DeepStream 5.0 nvinferserver how to use upstream tensor meta as a model input

• Hardware Platform: Telsa T4
• DeepStream Version 5.0
• TensorRT V7.0
• NVIDIA GPU Driver Version 450.57

I have a face alignment custom model deployed successfully to Triton Inference Server, with 2 inputs:

  1. a 112x112x3 face image
  2. a 5 point landmark of that face image

The output of this model is an aligned face image.

I’m trying to deploy this custom model to the nvinferserver of DeepStream 5 with the upstream element is a primary face detection with the landmarks model.

The problem is I don’t know how to pass face landmarks (in form of NvInferTensorMeta from the upstream face detection model) as a second input for this Triton custom model.

The Gst-nvinferserver File Configuration Specifications seem not to mention any information of how to mapping upstream tensor meta with Triton model’s inputs.

Please give me advice. Thanks.

Hi

I think the way to go is customizing nvinfer so that the primary element adds the landmarks as NvDsUserMeta to the Object meta and then extract the meta and parse it in the face alignment model. I haven’t used the user meta but it seems it was added for cases like this one.

Thank you for your answer, but this is not a solution I’m looking for.

I had a high hope since DeepStream 5.0 Developer Preview announced to integrate Triton Inference Server into DeepStream because it makes DeepStream so much more flexible.

But it seem that nvinferserver element disappointed my expectation when it only support Detection, Classification and Segmentation. There are so many type of machine learning model that doesn’t fit into these 3 types of problems.
I still hope to get a feedback from Nvidia.

So the face alignment custom model need 2 input layer? Or what’s the use of the landmark, is it independent for the model or not?

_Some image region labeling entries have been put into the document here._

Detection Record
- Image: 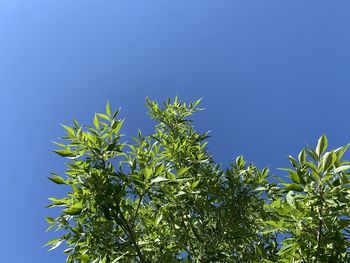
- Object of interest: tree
[46,97,350,263]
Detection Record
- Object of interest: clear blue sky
[0,0,350,263]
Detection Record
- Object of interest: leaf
[322,151,337,171]
[334,144,350,160]
[316,134,328,157]
[334,165,350,174]
[63,203,82,215]
[177,166,191,176]
[260,225,279,234]
[289,171,300,184]
[45,239,63,251]
[54,149,73,157]
[191,180,200,190]
[305,149,319,161]
[61,124,75,137]
[286,191,295,206]
[106,101,112,117]
[298,149,306,164]
[48,173,65,184]
[143,167,152,181]
[288,155,299,168]
[80,254,90,263]
[283,184,303,192]
[45,216,56,225]
[154,163,164,176]
[94,113,100,130]
[151,176,169,184]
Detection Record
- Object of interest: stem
[316,208,323,262]
[131,194,143,229]
[116,206,147,263]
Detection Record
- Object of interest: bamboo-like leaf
[316,134,328,157]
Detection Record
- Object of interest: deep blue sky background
[0,0,350,263]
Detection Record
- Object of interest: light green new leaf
[61,124,75,137]
[94,113,100,130]
[289,171,300,184]
[63,203,82,215]
[151,176,169,184]
[48,173,65,184]
[177,166,191,176]
[106,101,112,117]
[322,151,337,171]
[143,167,152,181]
[316,134,328,157]
[54,149,73,157]
[334,165,350,174]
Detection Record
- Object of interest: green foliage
[46,97,350,263]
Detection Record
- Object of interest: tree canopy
[46,97,350,263]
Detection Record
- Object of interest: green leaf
[288,155,299,168]
[80,254,90,263]
[177,166,191,176]
[283,184,304,192]
[94,113,100,130]
[154,163,165,176]
[45,239,63,251]
[143,167,152,181]
[106,101,112,117]
[151,176,169,184]
[298,149,306,164]
[334,165,350,174]
[289,171,300,184]
[322,151,337,171]
[63,203,82,215]
[54,149,73,157]
[48,173,65,184]
[61,124,75,137]
[316,134,328,157]
[286,191,295,206]
[45,216,56,225]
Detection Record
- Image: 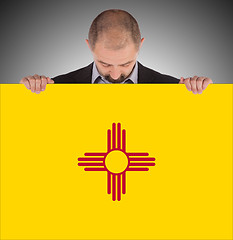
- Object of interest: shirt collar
[91,61,138,84]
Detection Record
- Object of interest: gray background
[0,0,233,83]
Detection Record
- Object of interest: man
[20,9,213,94]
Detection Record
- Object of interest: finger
[190,76,198,94]
[34,74,41,94]
[179,77,184,84]
[202,78,213,91]
[27,76,36,92]
[47,77,54,84]
[40,76,48,91]
[197,77,205,94]
[19,77,31,90]
[184,78,192,91]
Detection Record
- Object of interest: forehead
[93,42,138,65]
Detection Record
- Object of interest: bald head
[88,9,141,50]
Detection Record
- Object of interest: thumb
[47,78,54,84]
[179,77,184,84]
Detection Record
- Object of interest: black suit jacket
[52,62,179,84]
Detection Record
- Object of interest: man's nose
[110,68,121,80]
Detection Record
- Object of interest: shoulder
[52,63,93,83]
[138,63,180,84]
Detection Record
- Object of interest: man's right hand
[19,74,54,94]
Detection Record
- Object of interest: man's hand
[19,74,54,94]
[179,76,213,94]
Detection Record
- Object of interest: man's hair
[88,9,141,50]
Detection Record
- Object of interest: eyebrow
[97,60,134,66]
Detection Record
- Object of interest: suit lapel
[138,62,152,83]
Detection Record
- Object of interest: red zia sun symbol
[78,123,155,201]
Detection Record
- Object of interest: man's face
[86,37,143,83]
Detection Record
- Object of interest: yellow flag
[1,84,232,240]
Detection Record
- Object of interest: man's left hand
[179,76,213,94]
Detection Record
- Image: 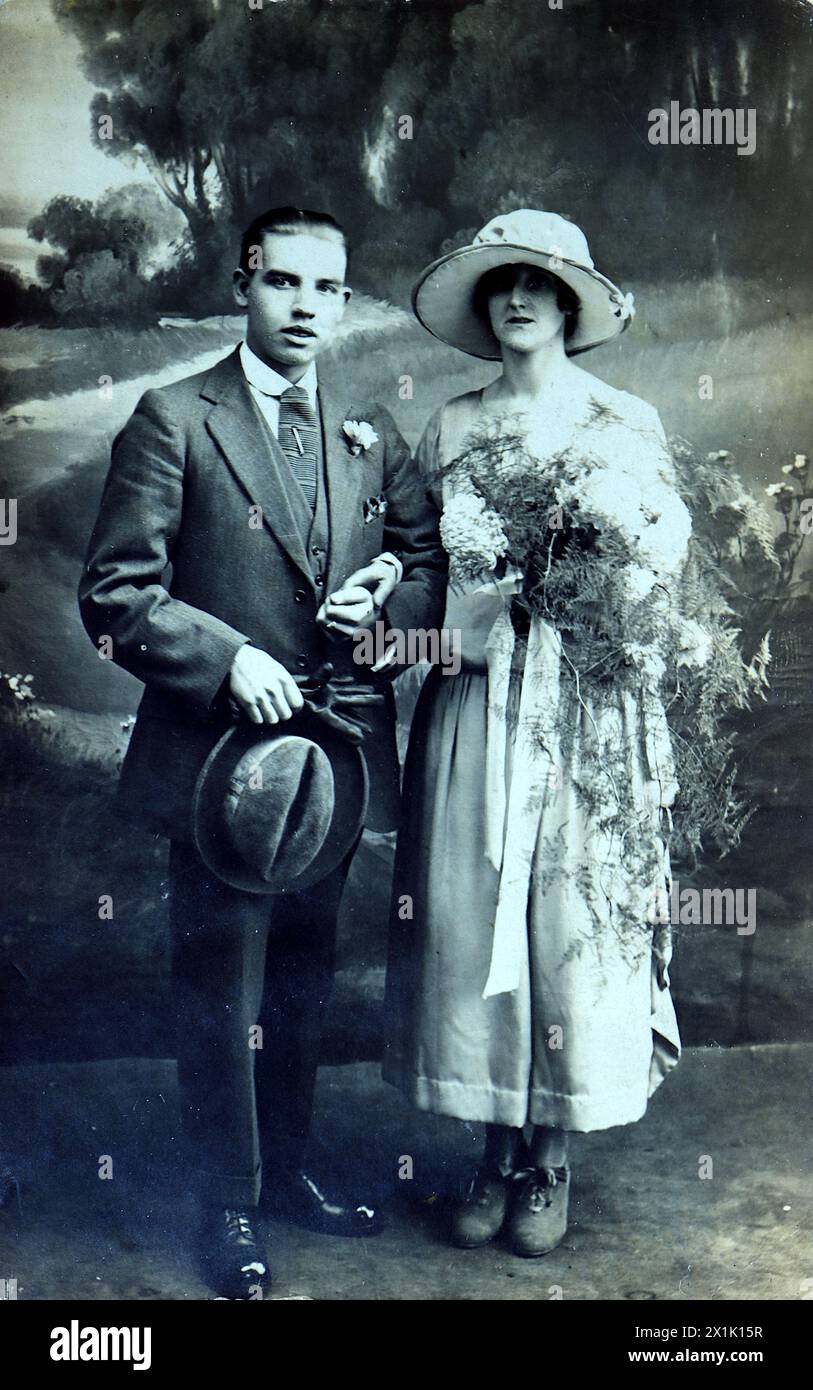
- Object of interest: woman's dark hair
[240,207,350,275]
[471,263,581,342]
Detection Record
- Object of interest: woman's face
[488,265,564,353]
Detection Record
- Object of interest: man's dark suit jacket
[79,350,446,840]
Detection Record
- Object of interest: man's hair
[473,261,581,342]
[240,207,350,275]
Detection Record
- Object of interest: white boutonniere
[613,295,635,318]
[342,420,378,459]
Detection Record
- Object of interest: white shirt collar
[240,342,317,409]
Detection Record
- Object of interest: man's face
[233,231,350,381]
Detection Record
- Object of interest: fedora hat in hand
[192,708,368,892]
[413,207,634,360]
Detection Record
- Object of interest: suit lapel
[318,377,366,594]
[200,350,314,585]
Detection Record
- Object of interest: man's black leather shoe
[202,1207,271,1298]
[260,1169,384,1236]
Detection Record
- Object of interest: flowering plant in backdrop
[441,402,778,872]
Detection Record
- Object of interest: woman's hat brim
[413,242,630,361]
[192,709,370,894]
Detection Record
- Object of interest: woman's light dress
[384,374,681,1130]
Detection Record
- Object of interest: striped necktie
[278,386,320,512]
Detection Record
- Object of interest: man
[79,207,445,1297]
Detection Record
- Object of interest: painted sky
[0,0,149,222]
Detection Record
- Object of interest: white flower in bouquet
[678,617,713,667]
[441,492,509,577]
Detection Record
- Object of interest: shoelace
[513,1168,567,1211]
[225,1208,254,1243]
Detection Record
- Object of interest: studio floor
[0,1044,813,1301]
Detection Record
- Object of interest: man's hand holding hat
[229,642,303,724]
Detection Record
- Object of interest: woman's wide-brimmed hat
[413,207,634,360]
[192,708,368,892]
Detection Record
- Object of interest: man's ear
[232,265,252,309]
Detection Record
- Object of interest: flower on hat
[342,420,378,459]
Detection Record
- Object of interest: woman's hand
[317,556,402,637]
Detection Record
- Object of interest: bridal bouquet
[441,403,770,858]
[441,420,710,684]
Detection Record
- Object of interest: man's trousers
[170,837,360,1207]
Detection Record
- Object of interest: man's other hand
[229,642,303,724]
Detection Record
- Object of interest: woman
[384,210,689,1257]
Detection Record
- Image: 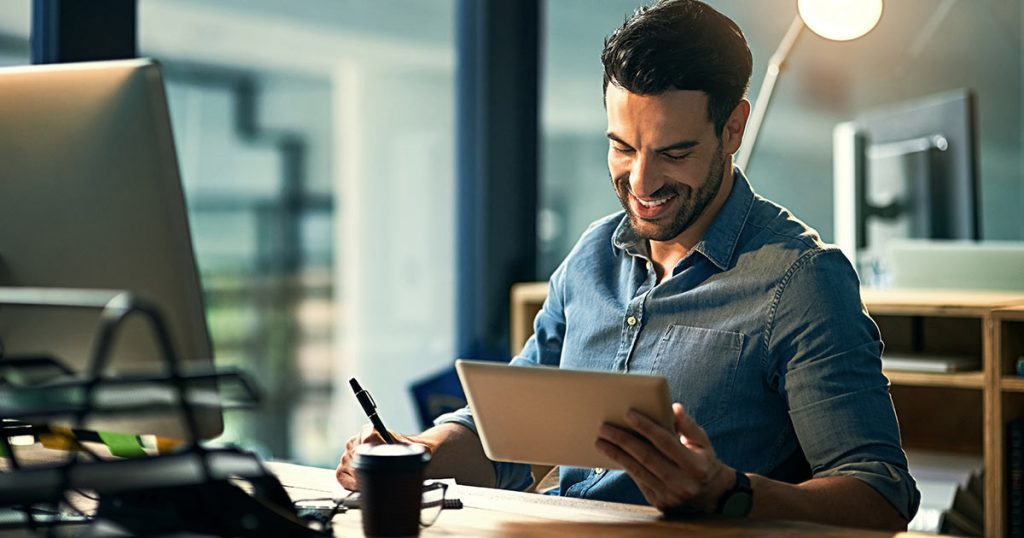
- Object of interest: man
[338,0,920,529]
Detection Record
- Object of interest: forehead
[605,84,714,143]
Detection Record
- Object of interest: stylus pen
[348,377,396,445]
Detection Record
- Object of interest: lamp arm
[736,14,807,171]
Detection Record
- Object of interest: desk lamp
[736,0,882,170]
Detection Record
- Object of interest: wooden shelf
[999,375,1024,392]
[860,288,1024,318]
[883,370,985,389]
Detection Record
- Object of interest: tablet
[455,360,673,469]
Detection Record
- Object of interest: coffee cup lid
[353,444,430,470]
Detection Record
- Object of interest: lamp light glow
[797,0,882,41]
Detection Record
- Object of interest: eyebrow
[605,132,700,153]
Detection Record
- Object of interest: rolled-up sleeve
[767,249,921,521]
[434,260,565,491]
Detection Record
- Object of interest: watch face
[722,491,754,518]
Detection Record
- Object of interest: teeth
[637,196,672,207]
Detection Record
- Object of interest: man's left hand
[596,404,736,512]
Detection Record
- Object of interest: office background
[0,0,1024,465]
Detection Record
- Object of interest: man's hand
[596,404,735,512]
[334,424,433,491]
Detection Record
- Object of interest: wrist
[714,469,754,518]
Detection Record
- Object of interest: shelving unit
[511,282,1024,536]
[986,305,1024,536]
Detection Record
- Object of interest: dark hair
[601,0,754,135]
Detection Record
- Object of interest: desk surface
[269,463,934,538]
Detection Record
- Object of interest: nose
[630,154,664,198]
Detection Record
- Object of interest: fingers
[598,424,682,482]
[596,439,660,498]
[626,411,705,480]
[672,403,711,448]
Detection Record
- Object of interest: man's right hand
[335,424,425,491]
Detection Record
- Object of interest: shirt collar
[611,168,754,271]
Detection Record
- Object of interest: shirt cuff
[814,461,921,522]
[434,407,534,491]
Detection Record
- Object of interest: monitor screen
[834,89,980,284]
[0,59,223,439]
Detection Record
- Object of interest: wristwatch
[715,470,754,518]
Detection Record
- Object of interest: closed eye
[662,152,692,162]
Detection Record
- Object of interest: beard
[611,142,725,241]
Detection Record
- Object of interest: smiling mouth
[633,195,676,208]
[630,193,679,220]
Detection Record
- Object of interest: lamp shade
[797,0,882,41]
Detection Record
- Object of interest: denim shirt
[435,169,920,520]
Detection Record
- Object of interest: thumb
[672,403,711,447]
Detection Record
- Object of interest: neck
[647,164,735,282]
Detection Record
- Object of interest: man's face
[605,84,734,241]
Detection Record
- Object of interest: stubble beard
[612,142,725,241]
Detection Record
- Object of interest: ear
[722,99,751,155]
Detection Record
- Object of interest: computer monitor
[834,89,980,283]
[0,59,223,439]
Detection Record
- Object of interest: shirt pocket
[653,325,744,427]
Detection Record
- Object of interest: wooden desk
[269,463,935,538]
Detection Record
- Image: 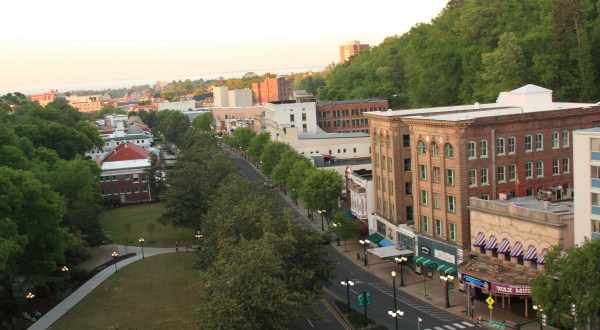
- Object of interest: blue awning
[379,238,394,247]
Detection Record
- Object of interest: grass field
[49,253,202,330]
[100,203,196,247]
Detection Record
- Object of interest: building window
[498,165,506,183]
[508,164,517,181]
[421,215,429,234]
[508,136,517,155]
[433,167,440,182]
[421,190,429,206]
[552,131,560,149]
[525,134,532,152]
[525,162,533,179]
[444,143,454,158]
[563,157,570,173]
[402,134,410,148]
[404,182,412,196]
[419,164,427,180]
[552,158,560,175]
[431,142,438,156]
[481,167,489,186]
[446,170,456,186]
[433,192,442,209]
[447,196,456,213]
[535,133,544,150]
[404,158,412,172]
[535,160,544,178]
[406,206,415,221]
[417,140,425,155]
[435,219,444,237]
[448,222,457,242]
[479,140,487,158]
[469,168,477,187]
[467,141,477,159]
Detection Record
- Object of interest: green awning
[367,233,385,244]
[437,265,452,273]
[446,267,458,275]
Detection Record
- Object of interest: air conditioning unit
[498,193,512,201]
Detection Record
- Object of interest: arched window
[444,143,454,158]
[417,140,425,155]
[431,141,439,156]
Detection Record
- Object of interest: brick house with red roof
[98,142,154,203]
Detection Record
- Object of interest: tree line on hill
[318,0,600,109]
[0,93,104,320]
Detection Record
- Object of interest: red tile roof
[102,142,150,163]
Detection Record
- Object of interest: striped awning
[510,242,523,258]
[537,249,548,265]
[473,233,485,246]
[485,236,498,250]
[498,238,510,254]
[523,245,537,260]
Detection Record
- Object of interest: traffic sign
[488,321,504,329]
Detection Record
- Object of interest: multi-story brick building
[29,89,58,106]
[340,41,369,63]
[99,142,154,203]
[365,85,600,275]
[252,77,292,104]
[317,99,388,133]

Yes the face alignment custom model need 2 input layers, 1 for face image and 1 for corresponding face landmark. Each face has its own face landmark.
The face landmark is one of the outputs of upstream face detection model, like in retinaface model.

OK, currently nvinfer/nvinferserver don’t support model which has >=2 input layers and also we cannot support customizing the preprocess like postprocess, we may add the support in later release.
One solution here:
To combine your 2 models(face detection and face alignment) in one inferserver plugin and add a triton custom bakend model between the 2 models to handle the postprocess and preprocess, then add an ensembled model to connect the 3 models, the pipeline as following:
modelA(face detection)->custom triton backend(postprocess for A+ preprocess for B)-> modelB(face alignment)
For ensemble model, refer https://docs.nvidia.com/deeplearning/triton-inference-server/user-guide/docs/models_and_schedulers.html#ensemble-models

Thank you for your solution.

I hope in the next release of DeepStream, we will have a nvinferserver element with a CUSTOM mode that support multiple NvInferTensorMeta as inputs and map these tensors corresponding to Triton model’s inputs.
There are many machine learning models that just doesn’t operate on PROCESS_MODE_FULL_FRAME or PROCESS_MODE_CLIP_OBJECTS mode of images, for example action recognition model operate on the time series of human skeleton, a graph structure.

Supporting this feature will make DeepStream so much more flexible, widely extending the possible usage of the SDk.
I accept this as an workaround solution.